In two new product announcements, Broadcom says it has made important advances in network connectivity equipment. Today, Broadcom introduced the Thor Ultra, an 800G AI Ethernet Network Interface Card (NIC) that the company says can connect hundreds of thousands of XPUs to accommodate trillion-parameter AI workloads.
Last week, the company announced the Tomahawk 6-Davisson, a 102.4 Tbps Ethernet Switch with co-packaged optics.
The Thor Ultra, which now is available for sampling, complies with Ultra Ethernet Consortium specifications.
The Broadcom Thor Ultra NIC offers:
- Packet-Level multipathing for efficient load balancing.
- Out-of-Order packet delivery directly to XPU memory for maximizing fabric
- utilization.
- Selective retransmission for efficient data transfer.
- Programmable receiver-based and sender-based congestion control algorithms.

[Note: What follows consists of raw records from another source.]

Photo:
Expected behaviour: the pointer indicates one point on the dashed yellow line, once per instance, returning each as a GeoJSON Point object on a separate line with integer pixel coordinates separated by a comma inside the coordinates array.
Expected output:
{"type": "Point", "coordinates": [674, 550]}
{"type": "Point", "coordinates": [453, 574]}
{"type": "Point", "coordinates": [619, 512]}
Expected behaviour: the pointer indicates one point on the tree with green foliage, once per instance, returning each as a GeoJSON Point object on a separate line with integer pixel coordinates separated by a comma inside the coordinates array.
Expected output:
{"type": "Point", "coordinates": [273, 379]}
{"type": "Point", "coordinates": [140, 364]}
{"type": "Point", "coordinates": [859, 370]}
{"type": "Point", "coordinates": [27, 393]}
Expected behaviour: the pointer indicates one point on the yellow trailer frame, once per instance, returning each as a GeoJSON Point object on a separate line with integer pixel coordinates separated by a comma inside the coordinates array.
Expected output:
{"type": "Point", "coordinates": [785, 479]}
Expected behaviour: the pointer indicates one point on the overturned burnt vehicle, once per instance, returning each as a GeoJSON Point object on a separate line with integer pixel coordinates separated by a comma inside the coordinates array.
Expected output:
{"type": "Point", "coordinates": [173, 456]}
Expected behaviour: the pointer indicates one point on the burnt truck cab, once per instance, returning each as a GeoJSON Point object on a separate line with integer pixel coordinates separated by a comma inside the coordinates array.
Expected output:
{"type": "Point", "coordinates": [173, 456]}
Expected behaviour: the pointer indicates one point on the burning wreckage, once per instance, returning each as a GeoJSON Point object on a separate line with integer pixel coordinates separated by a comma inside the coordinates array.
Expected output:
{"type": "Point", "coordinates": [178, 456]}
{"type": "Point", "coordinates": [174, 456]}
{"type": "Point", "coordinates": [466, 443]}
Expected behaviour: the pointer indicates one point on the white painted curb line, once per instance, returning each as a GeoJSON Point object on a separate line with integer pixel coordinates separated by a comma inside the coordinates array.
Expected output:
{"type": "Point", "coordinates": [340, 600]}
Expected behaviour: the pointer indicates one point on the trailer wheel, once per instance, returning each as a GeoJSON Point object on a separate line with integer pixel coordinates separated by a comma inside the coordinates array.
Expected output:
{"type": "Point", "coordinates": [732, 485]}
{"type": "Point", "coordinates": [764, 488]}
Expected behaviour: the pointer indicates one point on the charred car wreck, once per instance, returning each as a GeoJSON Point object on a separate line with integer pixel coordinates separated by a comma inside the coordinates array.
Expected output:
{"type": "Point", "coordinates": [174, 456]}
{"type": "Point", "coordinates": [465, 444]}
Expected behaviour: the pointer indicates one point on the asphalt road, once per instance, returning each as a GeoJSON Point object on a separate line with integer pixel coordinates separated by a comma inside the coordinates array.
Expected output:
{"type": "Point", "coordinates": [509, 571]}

The press release offers a long list of specifications and product highlights. The Broadcom Thor Ultra NIC is available in standard PCIe CEM and OCP 3.0 form factors; 200G or 100G PAM4 SerDes with support for long-reach passive copper; low bit error rate SerDes (which reduces link flaps and accelerates job completion time); PCI Express Gen6 x16 host interface; line-rate encryption and decryption with PSP offload; secure boot with signed firmware and device attestation; programmable congestion control pipeline and packet trimming and Congestion Signaling (CSIG) support with Tomahawk 5, Tomahawk 6 or any UEC compliant switch.
“Thor Ultra delivers on the vision of Ultra Ethernet Consortium for modernizing RDMA for large AI clusters,” Ram Velaga, the senior vice president and general manager of Broadcom’s Core Switching Group, said in a press release about the new Broadcom NIC.
The Tomahawk 6-Davisson was designed for the exigencies of AI. The company claims that it is the fastest Ethernet switch with optically enabled switching capability.
Speed is king in the era of AI. At the SCTE TechExpo25 in Washington, D.C. late last month, Broadcom and Charter — via its Spectrum brand — demonstrated a single Wi-Fi device reaching a throughput of nearly 10 Gbps. It did so by combining a 6 GHz band with 125 MHz of spectrum in the 7.125–7.25 GHz band.